Zwei junge Forscherinnen mit gestrickten Modellen

Von Seeheim-Jugenheim auf die internationale Forschungsbühne

Nach ihrem Sieg bei „Jugend forscht“ überzeugen Misha Hegde und Mia Maurer nun bei der weltweit größten Wissenschaftsmesse für junge Talente in den Vereinigten Staaten.

Nach ihrem herausragenden Erfolg beim Bundesfinale von „Jugend forscht“ haben Misha Hegde und Mia Maurer vom Schuldorf Bergstraße in Seeheim-Jugenheim nun auch international auf sich aufmerksam gemacht. Die beiden Schülerinnen vertraten Deutschland bei der Regeneron International Science and Engineering Fair (ISEF) in Phoenix, Arizona, dem weltweit größten Wissenschaftswettbewerb für junge Talente.

Gemeinsam mit weiteren Preisträgerinnen und Preisträgern des Bundeswettbewerbs präsentierten sie ihr Forschungsprojekt vor einer internationalen Jury und tauschten sich mit jungen Wissenschaftlerinnen und Wissenschaftlern aus mehr als 60 Ländern aus.

Für ihre Arbeit wurden die beiden Hessinnen im Fachgebiet Mikrobiologie mit einem Fourth Award ausgezeichnet. Damit knüpfen sie nahtlos an ihren Erfolg bei „Jugend forscht“ an, wo sie bereits den ersten Preis im Fach Biologie gewonnen hatten.
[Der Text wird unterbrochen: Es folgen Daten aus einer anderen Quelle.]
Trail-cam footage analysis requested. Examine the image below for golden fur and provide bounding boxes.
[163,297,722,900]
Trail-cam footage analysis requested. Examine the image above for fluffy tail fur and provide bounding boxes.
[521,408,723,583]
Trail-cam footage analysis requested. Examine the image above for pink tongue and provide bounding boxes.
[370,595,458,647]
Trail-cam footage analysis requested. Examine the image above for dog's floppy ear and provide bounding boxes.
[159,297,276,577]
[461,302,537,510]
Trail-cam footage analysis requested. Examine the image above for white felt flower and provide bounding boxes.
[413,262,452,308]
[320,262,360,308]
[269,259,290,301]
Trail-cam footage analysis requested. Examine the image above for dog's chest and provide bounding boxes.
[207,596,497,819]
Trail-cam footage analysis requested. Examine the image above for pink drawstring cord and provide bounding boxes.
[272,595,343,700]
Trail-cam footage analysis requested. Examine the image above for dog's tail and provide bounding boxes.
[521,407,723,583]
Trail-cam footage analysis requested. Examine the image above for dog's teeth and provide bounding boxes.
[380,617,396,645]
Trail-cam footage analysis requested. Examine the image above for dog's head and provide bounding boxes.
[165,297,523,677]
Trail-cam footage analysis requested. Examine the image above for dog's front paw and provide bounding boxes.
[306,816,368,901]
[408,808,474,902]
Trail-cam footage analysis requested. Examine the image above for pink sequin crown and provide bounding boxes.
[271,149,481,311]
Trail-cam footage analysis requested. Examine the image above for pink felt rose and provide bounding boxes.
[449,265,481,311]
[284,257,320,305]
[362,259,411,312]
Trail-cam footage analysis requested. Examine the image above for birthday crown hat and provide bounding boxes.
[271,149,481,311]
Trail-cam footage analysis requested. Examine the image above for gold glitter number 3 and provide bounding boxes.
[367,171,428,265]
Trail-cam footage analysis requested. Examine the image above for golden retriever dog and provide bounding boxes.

Die Teilnahme an der Regeneron ISEF gilt als besondere Auszeichnung für junge Forschende. Neben dem Wettbewerb bietet sie die Möglichkeit, internationale Kontakte zu knüpfen, neue Perspektiven kennenzulernen und Wissenschaft über Ländergrenzen hinweg zu erleben.

Wir gratulieren Misha Hegde und Mia Maurer herzlich zu diesem weiteren Erfolg und wünschen ihnen für ihren weiteren wissenschaftlichen Weg alles Gute. Unser besonderer Dank gilt auch den betreuenden Lehrkräften, die junge Talente mit Fachwissen, Engagement und Begeisterung auf ihrem Weg begleiten und fördern.